The creation of South Sudan in 2011 did not bring an end to conflict within the new Sudan’s borders. Rebels and government forces continue to clash in Darfur and in what is known as the “Two Areas” in the south of the country. In January 2014, Sudan’s president, Omar Al-Bashir, announced the opening of a "National Dialogue" on peace and national unity, the economy, basic rights and freedoms, national identity, and constitutional review and governance. Since that time, The Carter Center has been working behind the scenes to encourage conversation and understanding, in hopes of paving the way for a permanent peace.
The Center’s Conflict Resolution Program is also working to ease the tensions that still exist between South Sudan and Sudan, which mostly revolve around the oil pipeline between the two countries, oil revenue, territorial disputes, and support to armed groups operating in the rival country.
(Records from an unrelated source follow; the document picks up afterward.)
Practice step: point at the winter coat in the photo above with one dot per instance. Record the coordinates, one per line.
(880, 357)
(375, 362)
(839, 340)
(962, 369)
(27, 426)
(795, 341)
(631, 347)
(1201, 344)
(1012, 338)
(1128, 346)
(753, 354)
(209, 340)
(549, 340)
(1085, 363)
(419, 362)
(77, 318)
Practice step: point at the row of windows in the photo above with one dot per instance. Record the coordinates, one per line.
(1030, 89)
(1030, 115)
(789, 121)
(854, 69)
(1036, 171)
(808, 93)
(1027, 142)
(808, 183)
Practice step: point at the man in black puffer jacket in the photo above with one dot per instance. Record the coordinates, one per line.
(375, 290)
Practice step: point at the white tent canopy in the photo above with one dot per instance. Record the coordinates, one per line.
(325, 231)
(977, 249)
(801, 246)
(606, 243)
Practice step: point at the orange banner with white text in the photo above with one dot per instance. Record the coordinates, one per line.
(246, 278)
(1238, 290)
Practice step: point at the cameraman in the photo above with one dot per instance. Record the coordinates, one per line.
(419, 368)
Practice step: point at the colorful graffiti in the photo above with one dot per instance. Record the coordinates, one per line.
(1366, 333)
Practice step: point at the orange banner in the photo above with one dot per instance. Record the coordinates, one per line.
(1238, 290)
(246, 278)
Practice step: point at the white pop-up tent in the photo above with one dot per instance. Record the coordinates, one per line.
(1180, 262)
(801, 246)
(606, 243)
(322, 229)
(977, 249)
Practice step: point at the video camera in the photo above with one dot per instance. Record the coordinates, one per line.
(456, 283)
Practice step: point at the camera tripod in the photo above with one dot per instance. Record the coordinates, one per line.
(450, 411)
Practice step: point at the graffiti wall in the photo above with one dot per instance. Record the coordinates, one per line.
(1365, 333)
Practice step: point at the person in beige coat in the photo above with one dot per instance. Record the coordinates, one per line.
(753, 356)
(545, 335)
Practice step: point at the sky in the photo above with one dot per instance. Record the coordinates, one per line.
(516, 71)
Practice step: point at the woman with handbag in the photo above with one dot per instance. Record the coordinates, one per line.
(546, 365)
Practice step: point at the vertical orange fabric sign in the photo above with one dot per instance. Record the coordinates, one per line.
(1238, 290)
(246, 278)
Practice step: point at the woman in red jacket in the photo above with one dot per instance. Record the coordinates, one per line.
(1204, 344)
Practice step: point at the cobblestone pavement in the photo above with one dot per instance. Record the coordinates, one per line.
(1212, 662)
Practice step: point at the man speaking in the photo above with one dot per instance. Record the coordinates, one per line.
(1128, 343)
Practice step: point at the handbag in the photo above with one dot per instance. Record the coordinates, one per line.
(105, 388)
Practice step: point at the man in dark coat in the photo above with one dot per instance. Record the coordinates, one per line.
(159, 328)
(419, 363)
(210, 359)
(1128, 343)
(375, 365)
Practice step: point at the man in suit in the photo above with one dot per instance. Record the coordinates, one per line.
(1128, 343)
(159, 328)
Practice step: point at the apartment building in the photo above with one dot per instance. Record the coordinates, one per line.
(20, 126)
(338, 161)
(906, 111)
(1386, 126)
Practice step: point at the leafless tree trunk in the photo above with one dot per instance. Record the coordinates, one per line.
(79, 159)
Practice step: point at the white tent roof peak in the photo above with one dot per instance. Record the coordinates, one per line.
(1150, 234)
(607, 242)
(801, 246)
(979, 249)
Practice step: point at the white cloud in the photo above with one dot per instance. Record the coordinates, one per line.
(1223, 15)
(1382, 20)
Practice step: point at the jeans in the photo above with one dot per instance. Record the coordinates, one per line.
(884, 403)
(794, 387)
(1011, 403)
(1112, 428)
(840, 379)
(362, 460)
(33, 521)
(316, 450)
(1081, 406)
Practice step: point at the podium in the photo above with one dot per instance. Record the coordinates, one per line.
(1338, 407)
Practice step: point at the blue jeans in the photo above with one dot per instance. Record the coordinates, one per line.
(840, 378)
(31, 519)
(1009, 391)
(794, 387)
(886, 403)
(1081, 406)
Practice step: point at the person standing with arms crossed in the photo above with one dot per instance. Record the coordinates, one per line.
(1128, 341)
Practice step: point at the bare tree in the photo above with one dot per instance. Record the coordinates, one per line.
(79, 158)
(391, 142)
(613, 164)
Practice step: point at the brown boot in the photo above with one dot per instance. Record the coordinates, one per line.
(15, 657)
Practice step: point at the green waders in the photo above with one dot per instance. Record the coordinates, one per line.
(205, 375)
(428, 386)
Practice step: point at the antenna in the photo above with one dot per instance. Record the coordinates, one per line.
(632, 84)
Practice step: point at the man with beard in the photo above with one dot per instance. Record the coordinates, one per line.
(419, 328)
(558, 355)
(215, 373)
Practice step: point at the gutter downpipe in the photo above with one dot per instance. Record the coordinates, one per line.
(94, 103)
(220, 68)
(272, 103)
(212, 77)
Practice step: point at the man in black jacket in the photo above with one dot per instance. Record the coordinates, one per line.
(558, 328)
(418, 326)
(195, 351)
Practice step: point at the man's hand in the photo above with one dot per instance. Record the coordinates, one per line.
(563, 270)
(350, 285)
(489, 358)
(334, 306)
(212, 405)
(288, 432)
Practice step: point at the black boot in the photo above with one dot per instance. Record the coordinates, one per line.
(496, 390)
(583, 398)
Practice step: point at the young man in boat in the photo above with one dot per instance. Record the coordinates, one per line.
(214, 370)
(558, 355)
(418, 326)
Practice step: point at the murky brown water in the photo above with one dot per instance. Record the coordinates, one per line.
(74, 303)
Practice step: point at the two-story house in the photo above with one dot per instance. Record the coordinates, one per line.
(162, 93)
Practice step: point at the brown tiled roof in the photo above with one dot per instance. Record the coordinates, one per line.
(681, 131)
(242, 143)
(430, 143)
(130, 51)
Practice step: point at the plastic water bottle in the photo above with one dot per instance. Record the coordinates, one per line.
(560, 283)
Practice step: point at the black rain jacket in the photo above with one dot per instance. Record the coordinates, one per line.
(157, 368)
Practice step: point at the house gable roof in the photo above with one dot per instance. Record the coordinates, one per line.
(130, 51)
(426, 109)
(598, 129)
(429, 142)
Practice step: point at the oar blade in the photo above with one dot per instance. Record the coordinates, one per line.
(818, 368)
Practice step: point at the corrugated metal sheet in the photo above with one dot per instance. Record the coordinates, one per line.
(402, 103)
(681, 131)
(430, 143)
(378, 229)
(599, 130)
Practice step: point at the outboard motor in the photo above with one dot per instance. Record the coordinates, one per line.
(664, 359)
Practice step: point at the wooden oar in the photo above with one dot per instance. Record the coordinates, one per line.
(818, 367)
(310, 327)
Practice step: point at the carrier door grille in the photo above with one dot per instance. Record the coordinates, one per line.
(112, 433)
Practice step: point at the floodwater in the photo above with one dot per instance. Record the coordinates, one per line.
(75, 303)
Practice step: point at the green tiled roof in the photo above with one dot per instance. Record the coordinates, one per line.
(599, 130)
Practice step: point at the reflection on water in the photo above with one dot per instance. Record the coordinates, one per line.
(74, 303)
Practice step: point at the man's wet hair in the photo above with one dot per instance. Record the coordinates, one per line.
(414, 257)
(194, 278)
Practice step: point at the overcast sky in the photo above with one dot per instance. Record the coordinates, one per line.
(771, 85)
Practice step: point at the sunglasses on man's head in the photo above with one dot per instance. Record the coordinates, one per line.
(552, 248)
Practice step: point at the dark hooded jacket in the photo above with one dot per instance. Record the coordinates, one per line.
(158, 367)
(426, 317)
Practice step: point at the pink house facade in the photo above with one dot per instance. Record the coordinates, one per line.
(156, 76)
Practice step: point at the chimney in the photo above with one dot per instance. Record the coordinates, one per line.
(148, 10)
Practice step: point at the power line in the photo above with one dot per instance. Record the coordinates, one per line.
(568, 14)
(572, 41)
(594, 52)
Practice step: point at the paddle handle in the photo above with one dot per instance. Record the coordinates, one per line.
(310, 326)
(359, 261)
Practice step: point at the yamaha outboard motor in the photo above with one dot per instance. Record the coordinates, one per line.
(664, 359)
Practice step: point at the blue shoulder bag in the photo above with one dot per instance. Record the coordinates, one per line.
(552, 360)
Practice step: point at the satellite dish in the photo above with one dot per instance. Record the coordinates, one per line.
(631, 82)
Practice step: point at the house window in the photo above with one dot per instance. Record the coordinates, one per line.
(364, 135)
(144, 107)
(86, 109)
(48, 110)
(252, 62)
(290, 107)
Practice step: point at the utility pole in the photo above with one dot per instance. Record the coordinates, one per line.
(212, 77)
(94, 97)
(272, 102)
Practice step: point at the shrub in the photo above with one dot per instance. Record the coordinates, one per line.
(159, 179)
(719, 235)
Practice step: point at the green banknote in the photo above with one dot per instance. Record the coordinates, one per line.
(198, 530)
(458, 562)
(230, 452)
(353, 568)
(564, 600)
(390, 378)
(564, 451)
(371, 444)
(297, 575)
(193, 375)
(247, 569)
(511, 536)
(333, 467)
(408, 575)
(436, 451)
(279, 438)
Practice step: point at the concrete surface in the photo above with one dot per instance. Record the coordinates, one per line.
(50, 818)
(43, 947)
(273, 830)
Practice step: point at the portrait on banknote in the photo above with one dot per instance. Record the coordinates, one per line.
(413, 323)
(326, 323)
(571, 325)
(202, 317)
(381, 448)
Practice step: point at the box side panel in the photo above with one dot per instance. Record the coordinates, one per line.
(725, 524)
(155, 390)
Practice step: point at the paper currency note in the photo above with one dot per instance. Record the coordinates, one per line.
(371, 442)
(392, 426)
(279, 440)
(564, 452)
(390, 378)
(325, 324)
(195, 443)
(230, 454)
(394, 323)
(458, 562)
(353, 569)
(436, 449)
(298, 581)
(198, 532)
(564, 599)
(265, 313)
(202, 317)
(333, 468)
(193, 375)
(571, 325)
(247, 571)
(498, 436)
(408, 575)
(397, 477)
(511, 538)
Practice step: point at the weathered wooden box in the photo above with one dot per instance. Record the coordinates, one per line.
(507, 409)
In 2013, the Center created the Sudan-South Sudan Dialogue Group, a forum in which key individuals from both countries can generate ideas about what needs to be done in practical terms to sustain peace. The initiative is co-chaired by Gen. Lazaro Sumbeiywo, chief mediator of the 2005 Sudan Comprehensive Peace Agreement, and Ambassador David Kapya, special adviser to the former president of Tanzania, Benjamin Mkapa. At present, the Dialogue Group primarily works to encourage the implementation of the 2012 Cooperation Agreements and other similar bilateral agreements between Sudan and South Sudan.